His response dumbfounded me:
“I am just as comfortable practicing within an evidence-based framework as I am outside it.”
Which sounded a lot to me like, “I’m just as comfortable lying as I am telling the truth.”
Even more flabbergasting was the perception of the others in our meetings. Having no medical training or science background, they perceived our disagreements as “two nice doctors who don’t get along.” Of course, Dr. CAM fanned this perception and encouraged them to see me as “paternalistic” while he was “open-minded.” All the while I was trying to protect parents from harming their children based on information that might seem credible in the context of a reputable online health site.
Of course, the old adage “perception is nine tenths of reality” was no clearer to me than during this day of meetings. In the face of what most healthcare professionals would see as an outright violation of Dr. CAM’s Hippocratic oath, to the untrained eye this was a mere disagreement between doctors. One seemed pretty upset and intense (me) and the other seemed cool and breezy (CAM). Which is the more appealing demeanor?
If a hospitalized patient’s life is in danger, I’d like to think that their doctor would be intensely interested in intervening. A shruggie attitude in that context would rightly be perceived as uncaring and irresponsible. However, change the setting from hospital to decision-support tool, and suddenly the acuity is lost on the audience. Unfortunately, the acuity remains – as patients use the Internet as a resource for “informed decision-making” all the time.
I’m not sure what it will take to impress upon healthcare professionals and patients alike the importance of reliable information online. The problem is that the damage is harder to quantify and rarely reported. Who will measure the effects of bad information on health? Who can know which false advice is used versus ignored?
A recent Pew Foundation study suggests that 70% of those who seek health information online say that it influences how they treat a condition. About 18% say they use the information to diagnose or treat a condition without a doctor’s consultation. An interesting website (created by a concerned patient named Tim Farley) actually aggregates a large number of journal article reports, news stories, and personal anecdotes related to harm experienced by patients who were either misinformed or chose alternative medicine therapies to their detriment.

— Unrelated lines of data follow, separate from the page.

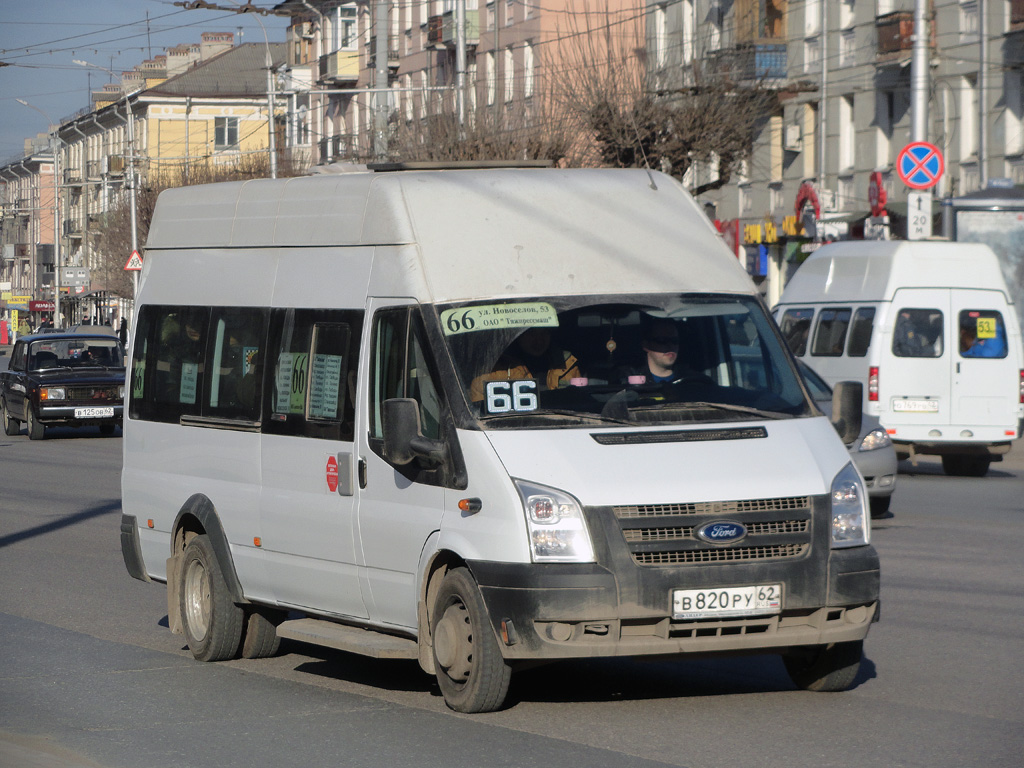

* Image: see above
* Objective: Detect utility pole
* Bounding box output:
[14,98,60,328]
[455,0,468,129]
[374,0,390,160]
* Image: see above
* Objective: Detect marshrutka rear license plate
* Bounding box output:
[75,408,114,419]
[672,584,782,618]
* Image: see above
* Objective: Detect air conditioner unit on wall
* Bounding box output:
[782,125,804,152]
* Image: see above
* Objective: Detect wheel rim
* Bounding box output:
[434,602,473,683]
[184,560,211,640]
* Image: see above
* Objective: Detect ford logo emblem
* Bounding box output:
[697,520,746,544]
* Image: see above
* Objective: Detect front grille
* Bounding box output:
[633,544,810,565]
[67,385,121,402]
[612,496,812,566]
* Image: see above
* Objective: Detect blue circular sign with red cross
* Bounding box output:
[896,141,945,189]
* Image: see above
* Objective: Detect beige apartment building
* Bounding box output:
[276,0,644,164]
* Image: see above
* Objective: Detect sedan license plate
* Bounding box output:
[75,406,114,419]
[672,584,782,618]
[893,400,939,414]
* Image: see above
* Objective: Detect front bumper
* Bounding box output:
[468,499,880,659]
[36,402,124,425]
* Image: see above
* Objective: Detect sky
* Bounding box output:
[0,0,288,165]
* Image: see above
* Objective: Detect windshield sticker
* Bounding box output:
[484,379,540,414]
[441,301,558,336]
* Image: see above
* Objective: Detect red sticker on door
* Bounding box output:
[327,456,338,494]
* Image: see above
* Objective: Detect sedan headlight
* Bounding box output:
[857,427,893,451]
[515,480,594,562]
[831,464,871,549]
[39,387,67,402]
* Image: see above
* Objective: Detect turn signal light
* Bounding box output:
[867,366,879,402]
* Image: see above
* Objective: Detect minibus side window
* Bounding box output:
[129,306,210,423]
[893,308,943,357]
[779,308,814,357]
[959,309,1008,359]
[203,307,268,421]
[846,306,874,357]
[263,309,362,442]
[811,307,850,357]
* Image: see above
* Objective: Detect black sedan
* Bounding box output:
[0,333,125,440]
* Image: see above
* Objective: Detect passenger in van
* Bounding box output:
[469,328,580,402]
[623,317,711,384]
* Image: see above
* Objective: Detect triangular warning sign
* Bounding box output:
[125,251,142,271]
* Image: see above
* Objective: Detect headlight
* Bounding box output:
[858,427,893,451]
[514,480,594,562]
[831,464,871,549]
[39,387,66,401]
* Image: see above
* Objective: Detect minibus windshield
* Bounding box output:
[436,294,813,429]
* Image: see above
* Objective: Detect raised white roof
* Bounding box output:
[778,240,1011,304]
[146,169,755,301]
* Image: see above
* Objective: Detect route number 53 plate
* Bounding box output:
[672,584,782,618]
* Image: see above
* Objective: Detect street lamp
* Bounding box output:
[14,98,60,328]
[72,58,138,313]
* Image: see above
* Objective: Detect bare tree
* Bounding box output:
[547,4,777,195]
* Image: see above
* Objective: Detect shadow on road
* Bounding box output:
[0,499,121,549]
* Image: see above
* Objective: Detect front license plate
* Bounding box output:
[893,400,939,414]
[75,407,114,419]
[672,584,782,618]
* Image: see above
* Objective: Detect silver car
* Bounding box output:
[797,360,896,517]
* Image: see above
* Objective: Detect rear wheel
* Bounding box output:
[431,568,512,713]
[0,400,22,437]
[28,406,46,440]
[868,496,893,518]
[178,535,245,662]
[942,455,992,477]
[782,640,864,692]
[242,609,281,658]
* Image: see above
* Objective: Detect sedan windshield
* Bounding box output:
[29,336,125,371]
[437,294,810,429]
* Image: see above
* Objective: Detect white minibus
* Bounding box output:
[121,166,879,712]
[774,241,1024,476]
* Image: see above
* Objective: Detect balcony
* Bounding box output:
[367,35,398,71]
[317,50,359,85]
[427,10,480,50]
[708,43,787,83]
[874,10,935,61]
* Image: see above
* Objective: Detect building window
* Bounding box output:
[959,0,978,43]
[332,3,358,50]
[522,41,534,98]
[213,118,239,150]
[839,95,856,170]
[804,37,821,72]
[839,30,857,67]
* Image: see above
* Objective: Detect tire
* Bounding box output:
[782,640,864,692]
[242,608,281,658]
[430,568,512,713]
[27,406,46,440]
[0,400,22,437]
[867,496,893,519]
[942,455,992,477]
[178,535,245,662]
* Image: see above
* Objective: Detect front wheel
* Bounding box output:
[782,640,864,692]
[178,535,245,662]
[28,406,46,440]
[431,568,512,713]
[0,400,22,437]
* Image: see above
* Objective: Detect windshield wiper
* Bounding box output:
[479,408,635,426]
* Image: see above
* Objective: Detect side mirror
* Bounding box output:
[831,381,864,444]
[383,397,447,466]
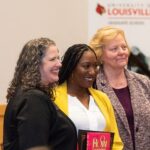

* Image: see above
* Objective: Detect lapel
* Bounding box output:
[96,69,131,134]
[125,70,143,127]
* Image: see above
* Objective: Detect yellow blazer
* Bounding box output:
[54,82,123,150]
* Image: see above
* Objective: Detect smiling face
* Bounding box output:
[40,45,61,85]
[101,34,129,69]
[70,50,98,88]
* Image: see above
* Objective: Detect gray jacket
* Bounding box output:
[96,69,150,150]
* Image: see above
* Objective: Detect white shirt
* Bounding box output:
[68,95,106,132]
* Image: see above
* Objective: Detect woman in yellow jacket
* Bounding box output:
[55,44,123,150]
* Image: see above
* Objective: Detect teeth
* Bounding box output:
[85,78,93,81]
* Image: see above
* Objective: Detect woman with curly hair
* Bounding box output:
[4,38,77,150]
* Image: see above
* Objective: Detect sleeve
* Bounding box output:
[17,91,52,150]
[103,96,123,150]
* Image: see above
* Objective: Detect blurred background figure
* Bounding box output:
[3,38,77,150]
[90,26,150,150]
[55,44,123,150]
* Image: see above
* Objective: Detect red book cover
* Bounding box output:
[86,132,111,150]
[78,130,114,150]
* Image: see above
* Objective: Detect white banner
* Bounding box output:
[88,0,150,56]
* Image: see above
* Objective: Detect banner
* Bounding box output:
[88,0,150,57]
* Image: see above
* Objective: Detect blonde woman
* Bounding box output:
[90,26,150,150]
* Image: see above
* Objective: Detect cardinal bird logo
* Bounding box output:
[96,4,106,15]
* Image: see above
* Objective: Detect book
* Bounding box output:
[78,130,114,150]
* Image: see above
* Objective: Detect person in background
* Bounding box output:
[89,26,150,150]
[55,44,123,150]
[3,38,77,150]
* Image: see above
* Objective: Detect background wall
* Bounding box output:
[0,0,88,103]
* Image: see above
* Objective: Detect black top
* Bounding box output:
[4,90,77,150]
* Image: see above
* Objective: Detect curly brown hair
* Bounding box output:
[6,38,56,101]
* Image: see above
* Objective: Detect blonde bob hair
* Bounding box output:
[89,26,130,58]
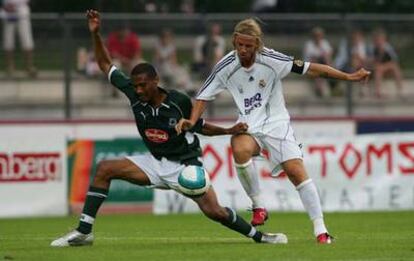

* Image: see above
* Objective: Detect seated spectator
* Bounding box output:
[335,30,369,96]
[106,27,142,72]
[303,27,332,97]
[373,29,403,98]
[154,30,177,85]
[193,23,226,78]
[154,29,195,94]
[0,0,37,77]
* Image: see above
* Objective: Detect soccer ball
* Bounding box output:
[178,165,210,197]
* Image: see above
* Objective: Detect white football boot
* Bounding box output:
[50,230,93,247]
[260,233,288,244]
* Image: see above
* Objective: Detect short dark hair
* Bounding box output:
[131,63,158,79]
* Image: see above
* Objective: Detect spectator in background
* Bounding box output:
[107,26,142,72]
[252,0,278,13]
[335,29,369,96]
[193,23,226,77]
[373,29,403,98]
[154,29,195,94]
[2,0,37,77]
[303,27,332,97]
[106,26,142,97]
[154,29,177,86]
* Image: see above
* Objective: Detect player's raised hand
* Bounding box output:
[349,68,371,83]
[175,118,194,135]
[86,9,101,33]
[229,122,249,135]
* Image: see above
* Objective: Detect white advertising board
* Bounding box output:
[154,133,414,213]
[0,126,68,217]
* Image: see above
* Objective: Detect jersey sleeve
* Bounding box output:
[171,91,204,133]
[196,53,235,101]
[189,119,205,134]
[108,65,136,102]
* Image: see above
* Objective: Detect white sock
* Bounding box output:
[235,159,265,208]
[296,179,328,236]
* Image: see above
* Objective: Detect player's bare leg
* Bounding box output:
[193,187,287,244]
[231,134,268,226]
[51,156,151,247]
[282,159,333,244]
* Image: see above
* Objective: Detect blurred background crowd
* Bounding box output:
[0,0,414,119]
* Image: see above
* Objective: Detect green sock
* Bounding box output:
[221,208,262,242]
[76,186,108,234]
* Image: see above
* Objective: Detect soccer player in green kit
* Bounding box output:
[51,10,287,247]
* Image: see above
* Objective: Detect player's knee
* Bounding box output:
[231,142,253,163]
[95,160,112,180]
[204,207,228,222]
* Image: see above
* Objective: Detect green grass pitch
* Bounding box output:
[0,211,414,261]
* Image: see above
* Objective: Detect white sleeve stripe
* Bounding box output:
[262,52,292,62]
[302,62,310,74]
[262,49,293,61]
[108,65,117,82]
[197,57,236,96]
[203,56,236,88]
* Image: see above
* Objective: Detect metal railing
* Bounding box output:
[0,13,414,118]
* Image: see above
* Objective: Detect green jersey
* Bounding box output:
[109,66,203,164]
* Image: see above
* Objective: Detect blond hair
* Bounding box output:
[233,18,263,51]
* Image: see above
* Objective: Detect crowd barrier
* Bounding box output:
[0,119,414,217]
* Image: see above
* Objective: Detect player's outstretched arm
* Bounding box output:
[306,63,371,82]
[201,122,248,136]
[86,9,112,75]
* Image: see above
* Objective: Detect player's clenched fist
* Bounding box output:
[86,9,101,33]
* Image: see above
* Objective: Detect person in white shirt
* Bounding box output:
[176,19,370,243]
[303,27,332,97]
[193,23,226,76]
[3,0,37,77]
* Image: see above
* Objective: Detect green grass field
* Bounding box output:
[0,211,414,261]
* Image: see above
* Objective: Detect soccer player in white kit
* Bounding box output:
[176,19,370,244]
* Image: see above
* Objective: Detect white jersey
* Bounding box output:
[196,48,309,138]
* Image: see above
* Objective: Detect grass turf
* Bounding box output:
[0,211,414,261]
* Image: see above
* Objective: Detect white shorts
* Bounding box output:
[251,122,303,175]
[126,153,190,193]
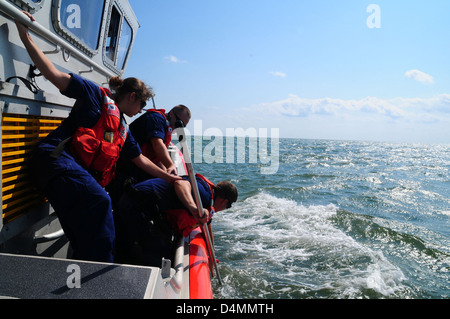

The stories are both tragic and eye-opening.
Tracing patient choices back to the online site or page that gave them the idea in the first place may be hard to do. But I think that healthcare professionals owe it to patients to protect them from obviously harmful advice when it is in their power to do so. I don’t agree with Dr. CAM that such an approach is paternalistic. I think it’s part of being a caring professional and a good physician.